特に大きな課題である改善の理念及び導入のスケジュールについては、現行制度が前期選抜を2月上旬に実施し,一般選抜を3月に実施している入試に対して2案が検討されました。
改善案1
特色選抜等と一般選抜を3月に実施する
メリット
3月にすべての生徒に5教科学力検査を課すことで,現行制度の学力面や実施時期での課題が解消され,入試事務も簡素化される。
デメリット
・学力重視1回の選抜となり,生徒の多様な能力・適性が評価されにくくなり,高校の特色化も後退する。

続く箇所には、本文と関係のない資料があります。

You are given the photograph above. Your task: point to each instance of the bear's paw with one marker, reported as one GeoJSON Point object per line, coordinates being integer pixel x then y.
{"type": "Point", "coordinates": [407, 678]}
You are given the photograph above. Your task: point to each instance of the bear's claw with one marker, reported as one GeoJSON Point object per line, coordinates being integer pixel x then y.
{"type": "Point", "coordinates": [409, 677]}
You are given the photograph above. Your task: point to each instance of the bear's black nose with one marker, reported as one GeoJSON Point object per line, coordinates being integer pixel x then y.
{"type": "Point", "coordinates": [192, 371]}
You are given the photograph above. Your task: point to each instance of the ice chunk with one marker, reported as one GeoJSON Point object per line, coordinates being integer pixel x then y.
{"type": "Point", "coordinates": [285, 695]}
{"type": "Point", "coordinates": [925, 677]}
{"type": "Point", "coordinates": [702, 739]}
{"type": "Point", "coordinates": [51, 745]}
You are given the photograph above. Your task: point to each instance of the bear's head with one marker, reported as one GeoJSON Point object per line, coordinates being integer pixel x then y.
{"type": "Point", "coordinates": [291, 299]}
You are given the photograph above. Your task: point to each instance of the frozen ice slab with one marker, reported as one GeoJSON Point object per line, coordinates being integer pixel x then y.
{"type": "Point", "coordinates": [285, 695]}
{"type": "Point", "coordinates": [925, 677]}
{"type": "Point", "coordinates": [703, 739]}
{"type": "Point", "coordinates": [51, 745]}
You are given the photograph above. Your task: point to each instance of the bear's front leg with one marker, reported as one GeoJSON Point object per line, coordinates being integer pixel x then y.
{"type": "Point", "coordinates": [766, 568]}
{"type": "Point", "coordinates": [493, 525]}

・多数の学科のある高校では,出願や選抜が複雑になる。
改善案2
特色選抜等を2月中旬に実施し,一般選抜を3月に実施する
メリット
2月の選抜には,部活動等の活動面を生かしてチャレンジできる。
デメリット
2月に実施することで現行制度の課題が残る。
徳島県入試制度用語解説
選抜方法
独自選抜方法:調査書,県教委作成の5教科基礎学力検査又は5教科学力検査の全県共通の選抜資料に加え,活動の記録,作文,面接,自己表現,実技検査等から学校独自の選抜資料を用いる選抜方法
共通選抜方法:調査書,県教委作成の5教科学力検査,面接等の全県共通の選抜資料を用いる選抜方法
選抜の名称
一般選抜:共通選抜方法又は独自選抜方法により実施する選抜
特色選抜:部活動等の活動面を重視して,独自選抜方法により実施する選抜
スポーツ指定選抜:競技力向上スポーツ指定校における指定競技の活動面を重視して独自選抜方法により実施する選抜
連携型選抜:連携型中高一貫教育を行っている中学校・高校間で実施する選抜
その他、今回検討されたり、議論になった主な事項は、以下の通りです。
◆特色選抜,スポーツ指定校選抜は,出願要件を明確にして,それに見合う生徒が受検するようにすべきである。
◆一般選抜においても生徒の個性を見るように検討するべきである。
◆各高校がスポーツ等の面でも競い合うようにすべきである。
◆スポーツ等は,環境に恵まれていないと自分一人ではできない。まず,学力をつけることが大切である。
◆一般選抜では普通科にも傾斜配点を導入してはどうか。
◆入試はシンプルなのがよい。
◆学力面は1回の選抜で行い,入学後に頑張らせるのがよい。
◆特色選抜,スポーツ指定校選抜では,部活動等で中学校と高校が連携をして,人物面でも優秀な生徒が志願するようにすべきである。
◆基礎的な学力を身につけることが生徒の将来への意欲につながること,教師は使命感を持って指導すること等,根本的な部分を考えて入試制度を検討すべきである。